Em decorrência das duas representações no Ministério Público Estadual em que entraram contra a Prefeitura de Campo Grande, os professores do Sindicato Campo Grandense dos Profissionais da Educação Pública (ACP), afirmam que a gestão se recusa a apresentar uma proposta para cumprir a lei de reajuste salarial de 13.01%.

Em assembleia, professores decidiram manter movimento.
Em assembleia, professores decidiram manter movimento.

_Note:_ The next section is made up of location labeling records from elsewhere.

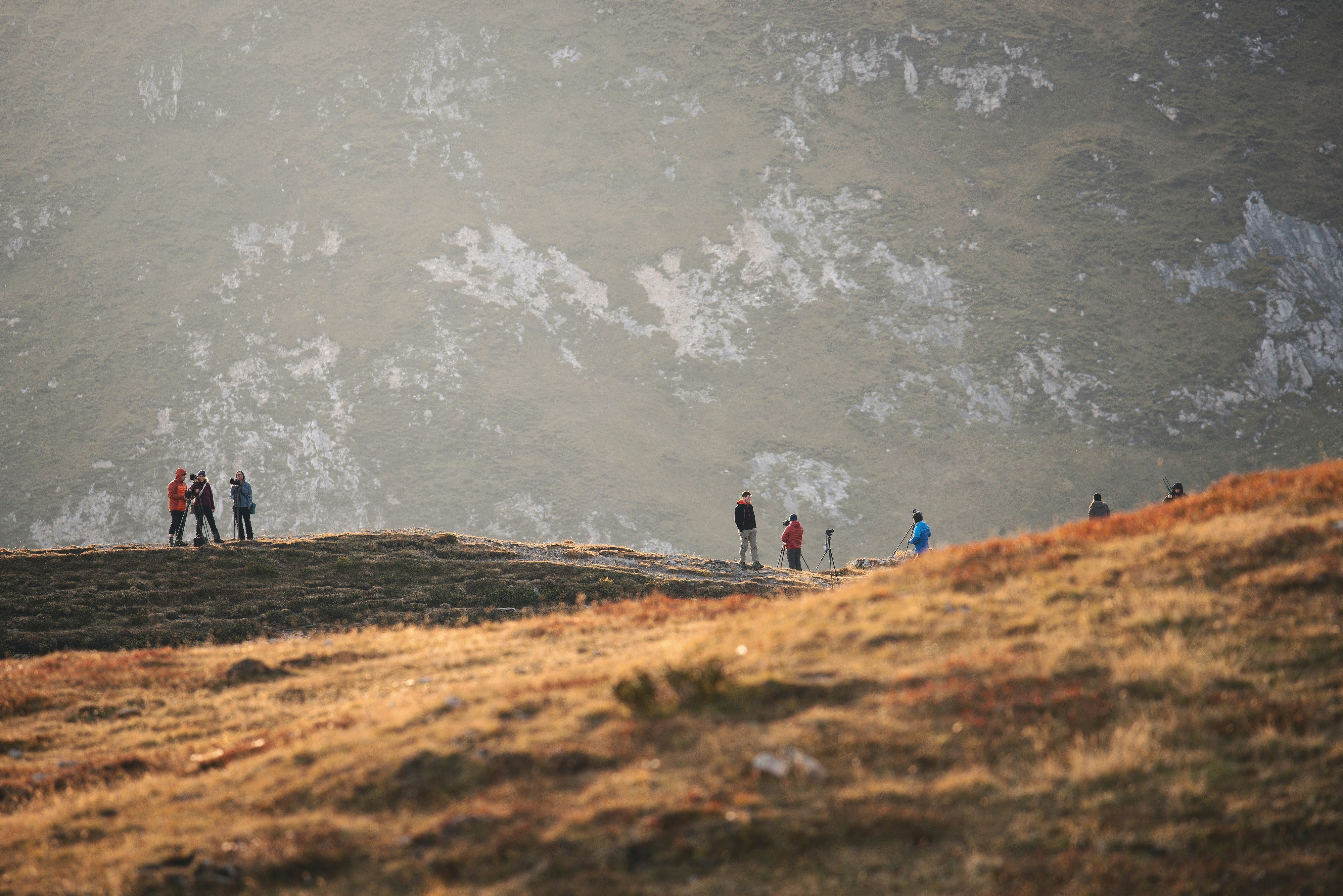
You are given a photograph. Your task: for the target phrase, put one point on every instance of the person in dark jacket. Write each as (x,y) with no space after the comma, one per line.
(205,505)
(177,505)
(792,540)
(244,506)
(747,529)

Na última sexta-feira (26) o secretário de governo, Paulo Matos, havia se comprometido em enviar uma proposta a categoria, no entanto de acordo com o presidente da ACP, Geraldo Gonçalves, a conversa só teria sido um artifício para ganhar tempo e nenhuma proposta foi apresentada.

Para o dirigente, a categoria não agiu de forma precipitada ao fazer as representações contra o prefeito no MPE. “De qualquer forma ele não tinha uma proposta para apresentar. Se quisesse negociar, teria nos chamado antes. Nós não poderíamos ter feito essas representações antes porque em um processo de greve é preciso cumprir etapas e nós esgotamos todas as formas de diálogo antes de buscar a Justiça”, ressalta.

“O procurador-geral adjunto, Paulo Passos, disse que vai fazer uma discussão com os gestores mas não sabemos quando”, afirma Gonçalves. Segundo ele a Prefeitura está com birra, “nós já sinalizamos que esses 13% podem ser divididos em 10 vezes e fica fácil deles pagarem mas eles preferem fazer biquinho”.

De acordo com Gonçalves, o último levantamento aponta que oito escolas estão em greve, 62 mantém atividades parcialmente e 21 estão trabalhando normalmente.

Segundo a prefeitura apenas duas escolas estão paralisadas, 45 funcionam normalmente e 47 tem atividades parciais.

A greve chegou hoje (1) ao 38° dia sem previsão de término.